Parameters Numbers inside an AI model that determine how it processes information and generates responses. More parameters generally mean more sophisticated capabilities.

Bias When an AI system reflects unfair preferences or prejudices from its training data. Can lead to discriminatory or inaccurate outputs for certain groups.

Overfitting When an AI model becomes too specialized on its training data and performs poorly on new, unseen information.

Generalization An AI system's ability to apply what it learned during training to new situations it hasn't seen before.

AI Capabilities and Limitations

Hallucination When an AI system generates information that sounds plausible but is actually false or made up. Like a confident-sounding wrong answer.

Alignment How well an AI system's behavior matches human values and intentions. The goal of making AI helpful, harmless, and honest.

Emergent Behavior Unexpected capabilities that appear in AI systems as they become more sophisticated, even though they weren't explicitly programmed.

Inference The process of an AI system generating a response or making a prediction based on input. What happens when you submit a prompt and get an answer.

Latency The time delay between sending a request to an AI system and receiving a response. Lower latency means faster responses.

Practical AI Terms

API (Application Programming Interface) A way for different software programs to communicate. Many AI services offer APIs so developers can integrate AI into other applications.

Multimodal AI AI systems that can work with different types of input like text, images, audio, and video, not just one type.

Few-shot Learning An AI's ability to learn new tasks from just a few examples, rather than needing thousands of training instances.

Zero-shot Learning When an AI can perform tasks it wasn't specifically trained on, based on its general knowledge and understanding.

Retrieval-Augmented Generation (RAG) A technique that combines AI language generation with the ability to look up specific information from databases or documents.

AI Safety and Ethics Terms

Adversarial Examples Inputs deliberately designed to fool AI systems into making mistakes. Used to test AI robustness and security.

Explainable AI (XAI) AI systems designed so humans can understand how they make decisions. Important for trust and accountability.

Red Teaming Testing AI systems by trying to find ways they might fail, produce harmful outputs, or be misused.

Responsible AI The practice of developing and deploying AI systems in ways that are ethical, fair, and beneficial to society.

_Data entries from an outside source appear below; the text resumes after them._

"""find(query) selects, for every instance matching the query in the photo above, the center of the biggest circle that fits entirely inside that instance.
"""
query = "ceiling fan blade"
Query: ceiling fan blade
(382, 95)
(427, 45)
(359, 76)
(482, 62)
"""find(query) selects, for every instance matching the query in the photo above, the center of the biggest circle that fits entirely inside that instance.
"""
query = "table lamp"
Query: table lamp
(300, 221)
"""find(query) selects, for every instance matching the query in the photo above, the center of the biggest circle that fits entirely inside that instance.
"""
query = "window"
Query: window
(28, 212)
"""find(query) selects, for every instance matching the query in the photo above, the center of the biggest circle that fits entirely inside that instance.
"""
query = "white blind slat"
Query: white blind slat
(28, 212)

Business and Application Terms

AI Agent An AI system designed to take actions and make decisions autonomously to achieve specific goals. Can interact with other systems and tools.

Automation Using AI or other technology to perform tasks that would normally require human intervention.

Digital Twin A virtual model of a real-world system that uses AI to simulate and predict behavior.

Computer Vision AI that can analyze and understand images and videos. Enables features like face recognition and medical image analysis.

Synthetic Data Artificially generated data that mimics real data but doesn't come from actual events or people. Used when real data is scarce or sensitive.

Model Types and Architectures

Transformer A type of neural network architecture that's particularly good at processing sequential data like text. The foundation for most modern language models.

Generative AI AI systems that create new content like text, images, music, or code rather than just analyzing existing information.

Discriminative AI AI systems that classify or categorize existing information rather than generating new content.

Foundation Model Large AI models trained on broad data that can be adapted for many different specific tasks.

Diffusion Model A type of AI used for generating images by gradually refining random noise into coherent pictures.

Getting Help

Don't see a term you're looking for?

  • Check the specific lesson where you encountered it for context
  • Search online for "[term] AI meaning" for additional explanations
  • Ask in AI communities - most people are happy to help explain concepts

Remember: AI terminology evolves quickly. New terms appear regularly as the technology advances. Focus on understanding core concepts rather than memorizing every definition.